The amount and site of hydrogen in the upper mantle is important for understanding the geochemical recycling of volatiles, and the evolution of the mantle, atmosphere, and oceans. It has been proposed that the entire water budget of the upper mantle may be accommodated at defect sites in nominally anhydrous minerals such as olivine and orthopyroxene. The presence of hydrogen at defects influences mantle properties ranging from partial melting, to rheology to electrical conductivity.
We investigate the mechanism of water incorporation in nominally anhydrous mantle olivine and orthopyroxene using a combination of experimental petrology, the petrology of natural samples; advanced analytical methods such as infra-red spectroscopy and ion probe and ab-initio calculations. We are now able to distinguish between different types of hydrogen defects in olivine and we have demonstrated that in spinel peridotites H is accommodated at point defects associated with the trace element Ti.

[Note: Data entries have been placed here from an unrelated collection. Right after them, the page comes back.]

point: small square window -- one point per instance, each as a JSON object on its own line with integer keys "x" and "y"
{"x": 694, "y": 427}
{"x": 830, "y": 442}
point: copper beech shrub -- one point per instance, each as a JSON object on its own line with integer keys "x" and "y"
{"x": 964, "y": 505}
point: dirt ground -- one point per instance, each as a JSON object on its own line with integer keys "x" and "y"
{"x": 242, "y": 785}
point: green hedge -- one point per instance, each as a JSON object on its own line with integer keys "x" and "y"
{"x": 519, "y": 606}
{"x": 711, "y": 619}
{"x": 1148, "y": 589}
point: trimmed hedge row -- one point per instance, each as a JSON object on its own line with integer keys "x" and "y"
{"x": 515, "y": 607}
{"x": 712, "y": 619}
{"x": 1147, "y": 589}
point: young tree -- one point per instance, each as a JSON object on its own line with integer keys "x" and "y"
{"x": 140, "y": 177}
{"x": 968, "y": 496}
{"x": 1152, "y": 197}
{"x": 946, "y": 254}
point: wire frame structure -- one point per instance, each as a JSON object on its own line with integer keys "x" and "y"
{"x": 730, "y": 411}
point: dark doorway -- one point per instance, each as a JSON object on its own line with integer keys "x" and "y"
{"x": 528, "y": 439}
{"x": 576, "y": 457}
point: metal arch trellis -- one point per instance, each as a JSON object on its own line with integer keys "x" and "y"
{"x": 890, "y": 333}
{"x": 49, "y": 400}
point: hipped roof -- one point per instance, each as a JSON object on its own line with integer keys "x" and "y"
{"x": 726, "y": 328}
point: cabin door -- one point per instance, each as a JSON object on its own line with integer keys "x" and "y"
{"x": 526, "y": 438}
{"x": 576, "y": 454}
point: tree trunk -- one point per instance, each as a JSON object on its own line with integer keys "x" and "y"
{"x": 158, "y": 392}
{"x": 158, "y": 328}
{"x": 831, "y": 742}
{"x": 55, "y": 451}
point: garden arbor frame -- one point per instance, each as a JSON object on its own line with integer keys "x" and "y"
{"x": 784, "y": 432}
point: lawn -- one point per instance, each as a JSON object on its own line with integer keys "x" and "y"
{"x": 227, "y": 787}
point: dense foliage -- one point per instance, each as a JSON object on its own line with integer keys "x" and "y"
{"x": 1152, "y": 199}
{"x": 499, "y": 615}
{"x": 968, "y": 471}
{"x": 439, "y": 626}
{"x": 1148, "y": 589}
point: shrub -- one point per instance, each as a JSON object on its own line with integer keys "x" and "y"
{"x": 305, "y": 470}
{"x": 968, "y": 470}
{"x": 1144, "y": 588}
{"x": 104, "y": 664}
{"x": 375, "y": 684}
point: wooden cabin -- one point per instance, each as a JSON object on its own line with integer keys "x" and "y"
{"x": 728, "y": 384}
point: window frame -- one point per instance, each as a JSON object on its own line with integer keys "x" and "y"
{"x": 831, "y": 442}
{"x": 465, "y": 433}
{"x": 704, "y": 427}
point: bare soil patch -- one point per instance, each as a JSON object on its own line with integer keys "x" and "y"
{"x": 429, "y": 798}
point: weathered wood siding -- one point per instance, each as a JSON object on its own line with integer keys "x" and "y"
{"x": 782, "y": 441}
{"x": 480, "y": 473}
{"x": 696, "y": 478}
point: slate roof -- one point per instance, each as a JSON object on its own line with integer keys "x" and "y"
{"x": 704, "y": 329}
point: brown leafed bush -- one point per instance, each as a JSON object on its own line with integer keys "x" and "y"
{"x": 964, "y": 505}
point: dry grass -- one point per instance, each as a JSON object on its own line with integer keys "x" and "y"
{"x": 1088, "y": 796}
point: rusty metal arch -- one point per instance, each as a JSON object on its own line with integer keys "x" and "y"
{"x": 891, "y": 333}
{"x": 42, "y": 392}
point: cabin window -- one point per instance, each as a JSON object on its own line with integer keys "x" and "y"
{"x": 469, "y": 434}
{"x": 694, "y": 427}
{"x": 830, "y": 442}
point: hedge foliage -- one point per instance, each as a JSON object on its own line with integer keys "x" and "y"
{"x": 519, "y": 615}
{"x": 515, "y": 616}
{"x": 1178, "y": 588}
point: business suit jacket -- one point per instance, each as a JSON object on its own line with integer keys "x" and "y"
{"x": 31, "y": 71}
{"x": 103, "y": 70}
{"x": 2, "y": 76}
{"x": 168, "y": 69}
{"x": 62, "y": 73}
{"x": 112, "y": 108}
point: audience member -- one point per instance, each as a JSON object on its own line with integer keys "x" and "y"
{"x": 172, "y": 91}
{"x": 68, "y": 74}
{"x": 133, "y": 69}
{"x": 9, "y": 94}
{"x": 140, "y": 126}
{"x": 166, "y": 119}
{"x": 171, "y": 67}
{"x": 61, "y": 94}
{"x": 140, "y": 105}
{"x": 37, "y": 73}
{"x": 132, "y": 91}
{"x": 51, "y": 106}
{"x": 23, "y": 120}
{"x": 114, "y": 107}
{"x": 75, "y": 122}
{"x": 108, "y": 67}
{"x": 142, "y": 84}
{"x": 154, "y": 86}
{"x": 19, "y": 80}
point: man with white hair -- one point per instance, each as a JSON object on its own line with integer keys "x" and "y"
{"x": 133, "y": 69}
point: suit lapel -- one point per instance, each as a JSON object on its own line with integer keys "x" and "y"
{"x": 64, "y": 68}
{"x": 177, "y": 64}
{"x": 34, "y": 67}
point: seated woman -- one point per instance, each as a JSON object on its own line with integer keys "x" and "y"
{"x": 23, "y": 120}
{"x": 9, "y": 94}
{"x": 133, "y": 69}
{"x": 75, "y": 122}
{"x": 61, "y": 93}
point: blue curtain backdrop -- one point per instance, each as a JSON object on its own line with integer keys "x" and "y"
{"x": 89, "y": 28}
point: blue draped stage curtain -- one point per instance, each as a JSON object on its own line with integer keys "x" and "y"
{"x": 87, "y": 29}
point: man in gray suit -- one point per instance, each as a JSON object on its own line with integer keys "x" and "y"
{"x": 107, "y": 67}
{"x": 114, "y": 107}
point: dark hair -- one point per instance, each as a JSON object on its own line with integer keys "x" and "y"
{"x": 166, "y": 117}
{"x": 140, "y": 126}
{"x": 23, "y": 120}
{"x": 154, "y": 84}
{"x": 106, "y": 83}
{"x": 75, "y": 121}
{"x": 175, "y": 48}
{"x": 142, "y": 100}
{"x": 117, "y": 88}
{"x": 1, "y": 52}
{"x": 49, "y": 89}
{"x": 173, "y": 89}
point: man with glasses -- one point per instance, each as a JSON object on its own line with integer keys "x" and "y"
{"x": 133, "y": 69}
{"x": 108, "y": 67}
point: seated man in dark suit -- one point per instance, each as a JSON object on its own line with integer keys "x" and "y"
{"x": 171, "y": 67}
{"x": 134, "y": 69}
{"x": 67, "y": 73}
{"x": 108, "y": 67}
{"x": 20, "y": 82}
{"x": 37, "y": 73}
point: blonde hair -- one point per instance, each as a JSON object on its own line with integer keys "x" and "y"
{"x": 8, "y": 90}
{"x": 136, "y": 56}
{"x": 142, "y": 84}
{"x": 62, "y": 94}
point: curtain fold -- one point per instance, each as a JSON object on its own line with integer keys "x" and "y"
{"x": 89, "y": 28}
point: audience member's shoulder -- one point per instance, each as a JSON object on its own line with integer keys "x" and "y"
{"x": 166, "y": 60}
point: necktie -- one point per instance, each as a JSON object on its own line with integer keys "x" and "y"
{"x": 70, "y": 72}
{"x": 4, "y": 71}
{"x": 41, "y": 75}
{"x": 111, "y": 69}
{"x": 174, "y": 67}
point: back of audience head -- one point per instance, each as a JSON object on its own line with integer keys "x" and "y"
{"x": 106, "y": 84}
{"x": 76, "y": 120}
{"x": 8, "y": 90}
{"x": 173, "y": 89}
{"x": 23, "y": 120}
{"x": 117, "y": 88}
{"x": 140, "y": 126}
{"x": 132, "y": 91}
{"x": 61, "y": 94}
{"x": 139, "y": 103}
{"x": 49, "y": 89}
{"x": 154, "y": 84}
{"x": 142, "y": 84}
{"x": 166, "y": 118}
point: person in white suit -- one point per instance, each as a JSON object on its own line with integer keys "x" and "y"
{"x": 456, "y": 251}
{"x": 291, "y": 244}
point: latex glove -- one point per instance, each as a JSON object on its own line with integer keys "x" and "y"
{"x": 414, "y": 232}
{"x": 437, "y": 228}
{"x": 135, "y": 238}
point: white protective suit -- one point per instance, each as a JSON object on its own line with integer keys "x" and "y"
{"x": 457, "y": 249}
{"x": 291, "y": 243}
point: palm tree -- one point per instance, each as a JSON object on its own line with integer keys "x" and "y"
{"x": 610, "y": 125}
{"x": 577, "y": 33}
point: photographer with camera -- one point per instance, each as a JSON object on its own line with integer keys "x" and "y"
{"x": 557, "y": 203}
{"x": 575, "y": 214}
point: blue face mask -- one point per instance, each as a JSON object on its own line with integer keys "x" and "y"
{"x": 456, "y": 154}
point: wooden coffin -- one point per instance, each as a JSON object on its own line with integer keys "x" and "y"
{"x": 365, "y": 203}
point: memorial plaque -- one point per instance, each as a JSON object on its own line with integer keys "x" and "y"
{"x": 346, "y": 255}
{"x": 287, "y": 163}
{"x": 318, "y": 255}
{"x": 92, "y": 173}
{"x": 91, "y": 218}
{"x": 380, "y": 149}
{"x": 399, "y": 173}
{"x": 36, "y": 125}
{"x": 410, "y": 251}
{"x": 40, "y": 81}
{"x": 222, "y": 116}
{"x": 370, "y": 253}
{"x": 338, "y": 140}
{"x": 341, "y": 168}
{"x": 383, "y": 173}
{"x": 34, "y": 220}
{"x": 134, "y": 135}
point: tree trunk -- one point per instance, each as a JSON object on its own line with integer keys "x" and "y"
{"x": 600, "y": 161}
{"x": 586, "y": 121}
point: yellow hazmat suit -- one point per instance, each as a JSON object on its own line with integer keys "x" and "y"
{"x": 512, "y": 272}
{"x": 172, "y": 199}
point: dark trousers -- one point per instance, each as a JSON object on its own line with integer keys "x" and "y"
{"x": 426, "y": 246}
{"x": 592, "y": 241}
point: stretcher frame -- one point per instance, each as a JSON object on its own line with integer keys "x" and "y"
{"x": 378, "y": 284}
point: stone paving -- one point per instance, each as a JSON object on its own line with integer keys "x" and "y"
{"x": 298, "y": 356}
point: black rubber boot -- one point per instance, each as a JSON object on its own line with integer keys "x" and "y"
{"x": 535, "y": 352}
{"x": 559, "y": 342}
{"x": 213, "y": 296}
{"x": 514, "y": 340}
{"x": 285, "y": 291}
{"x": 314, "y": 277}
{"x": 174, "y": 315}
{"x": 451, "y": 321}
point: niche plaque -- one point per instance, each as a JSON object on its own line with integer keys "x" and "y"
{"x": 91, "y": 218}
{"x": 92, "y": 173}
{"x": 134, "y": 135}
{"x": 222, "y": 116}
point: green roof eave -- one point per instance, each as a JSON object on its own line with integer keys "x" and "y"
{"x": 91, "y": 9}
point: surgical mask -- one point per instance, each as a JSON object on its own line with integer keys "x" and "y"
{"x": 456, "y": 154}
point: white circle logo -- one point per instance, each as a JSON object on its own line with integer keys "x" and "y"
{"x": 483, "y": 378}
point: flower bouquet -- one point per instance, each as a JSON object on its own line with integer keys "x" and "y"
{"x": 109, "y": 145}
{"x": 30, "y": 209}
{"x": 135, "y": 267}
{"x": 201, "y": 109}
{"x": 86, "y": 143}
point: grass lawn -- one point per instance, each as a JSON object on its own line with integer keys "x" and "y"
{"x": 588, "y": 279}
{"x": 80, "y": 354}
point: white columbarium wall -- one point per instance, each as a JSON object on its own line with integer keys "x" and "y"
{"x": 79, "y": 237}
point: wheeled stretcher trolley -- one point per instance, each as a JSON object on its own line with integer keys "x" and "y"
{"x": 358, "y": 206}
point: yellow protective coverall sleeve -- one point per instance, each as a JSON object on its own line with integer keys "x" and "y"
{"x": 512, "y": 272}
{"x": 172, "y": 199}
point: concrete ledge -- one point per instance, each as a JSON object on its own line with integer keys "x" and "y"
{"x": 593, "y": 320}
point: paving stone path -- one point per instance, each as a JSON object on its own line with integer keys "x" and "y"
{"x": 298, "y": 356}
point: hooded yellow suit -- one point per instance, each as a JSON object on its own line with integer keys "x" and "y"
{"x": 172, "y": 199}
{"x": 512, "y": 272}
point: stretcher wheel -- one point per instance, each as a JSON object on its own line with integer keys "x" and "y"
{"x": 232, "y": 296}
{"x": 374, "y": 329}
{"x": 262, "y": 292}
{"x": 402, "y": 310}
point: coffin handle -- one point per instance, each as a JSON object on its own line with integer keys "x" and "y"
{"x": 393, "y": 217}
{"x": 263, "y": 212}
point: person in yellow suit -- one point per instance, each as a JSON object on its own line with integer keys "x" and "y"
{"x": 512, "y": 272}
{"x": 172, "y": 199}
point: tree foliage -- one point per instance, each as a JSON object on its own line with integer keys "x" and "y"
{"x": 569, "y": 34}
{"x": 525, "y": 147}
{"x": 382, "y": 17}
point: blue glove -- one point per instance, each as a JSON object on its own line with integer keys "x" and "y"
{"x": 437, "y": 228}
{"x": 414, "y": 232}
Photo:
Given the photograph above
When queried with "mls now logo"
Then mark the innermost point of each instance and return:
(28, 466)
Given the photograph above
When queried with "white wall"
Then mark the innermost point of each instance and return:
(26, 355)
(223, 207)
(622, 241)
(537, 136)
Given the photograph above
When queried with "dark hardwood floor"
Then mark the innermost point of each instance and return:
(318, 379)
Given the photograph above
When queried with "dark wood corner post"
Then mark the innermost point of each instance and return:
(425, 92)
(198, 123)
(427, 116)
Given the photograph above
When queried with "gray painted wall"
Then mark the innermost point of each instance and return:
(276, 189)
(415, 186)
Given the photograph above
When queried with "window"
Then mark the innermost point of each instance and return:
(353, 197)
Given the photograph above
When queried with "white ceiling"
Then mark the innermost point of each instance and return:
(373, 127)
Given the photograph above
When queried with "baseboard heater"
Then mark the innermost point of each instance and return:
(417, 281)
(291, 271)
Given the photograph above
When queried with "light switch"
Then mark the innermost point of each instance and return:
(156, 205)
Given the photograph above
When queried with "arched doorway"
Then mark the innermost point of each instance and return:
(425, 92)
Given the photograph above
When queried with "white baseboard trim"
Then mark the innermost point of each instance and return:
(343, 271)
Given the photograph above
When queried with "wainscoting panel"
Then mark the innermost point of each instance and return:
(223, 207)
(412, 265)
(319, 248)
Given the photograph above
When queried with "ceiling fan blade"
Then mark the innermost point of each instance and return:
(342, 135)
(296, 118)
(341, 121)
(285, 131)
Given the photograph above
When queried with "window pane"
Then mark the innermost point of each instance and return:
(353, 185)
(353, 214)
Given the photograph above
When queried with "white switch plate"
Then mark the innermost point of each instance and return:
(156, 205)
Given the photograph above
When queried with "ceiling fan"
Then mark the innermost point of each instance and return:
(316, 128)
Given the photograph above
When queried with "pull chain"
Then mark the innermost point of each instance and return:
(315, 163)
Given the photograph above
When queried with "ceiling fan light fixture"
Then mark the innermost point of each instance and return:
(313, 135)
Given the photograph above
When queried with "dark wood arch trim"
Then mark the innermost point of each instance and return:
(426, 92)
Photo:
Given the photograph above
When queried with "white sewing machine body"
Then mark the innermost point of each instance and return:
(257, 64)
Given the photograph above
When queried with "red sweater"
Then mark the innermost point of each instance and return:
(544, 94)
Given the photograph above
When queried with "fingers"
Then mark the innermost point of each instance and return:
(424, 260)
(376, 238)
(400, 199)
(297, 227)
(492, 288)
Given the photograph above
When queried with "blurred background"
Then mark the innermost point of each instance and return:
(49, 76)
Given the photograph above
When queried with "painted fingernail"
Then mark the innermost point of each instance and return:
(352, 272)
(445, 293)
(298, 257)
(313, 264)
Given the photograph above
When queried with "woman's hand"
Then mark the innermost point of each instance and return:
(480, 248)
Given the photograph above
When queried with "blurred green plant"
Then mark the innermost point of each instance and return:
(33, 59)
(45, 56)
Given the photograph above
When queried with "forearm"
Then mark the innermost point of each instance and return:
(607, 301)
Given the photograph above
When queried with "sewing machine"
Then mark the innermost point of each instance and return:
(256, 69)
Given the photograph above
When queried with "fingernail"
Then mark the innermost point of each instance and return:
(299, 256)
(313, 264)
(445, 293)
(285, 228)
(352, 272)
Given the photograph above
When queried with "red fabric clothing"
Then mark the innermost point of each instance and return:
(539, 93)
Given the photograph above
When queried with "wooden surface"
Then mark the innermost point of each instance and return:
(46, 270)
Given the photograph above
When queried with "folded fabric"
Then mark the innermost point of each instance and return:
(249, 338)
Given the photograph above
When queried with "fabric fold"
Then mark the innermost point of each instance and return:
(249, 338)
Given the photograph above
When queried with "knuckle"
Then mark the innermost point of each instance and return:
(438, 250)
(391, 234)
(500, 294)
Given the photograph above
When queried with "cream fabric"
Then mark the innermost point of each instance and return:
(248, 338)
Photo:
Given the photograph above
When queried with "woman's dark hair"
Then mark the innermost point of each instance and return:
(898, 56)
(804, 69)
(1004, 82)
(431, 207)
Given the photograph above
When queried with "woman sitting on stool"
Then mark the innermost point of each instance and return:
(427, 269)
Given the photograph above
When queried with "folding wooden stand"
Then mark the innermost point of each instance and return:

This result allows primary mantle water to be distinguished from that incorporated during exhumation or retrogression. Water must be present at the Ti defect site for partitioning, seismic wave speed, and deformation experiments on hydrous olivine to be relevant to the Earth's uppermost mantle. We have developed a new method of quantifying water in anisotropic minerals using unpolarised infra-red spectroscopy on un-oriented grains. This permits now to fully assess water incorporation in olivine in experiments as a function of pressure, temperature and coexisting phases.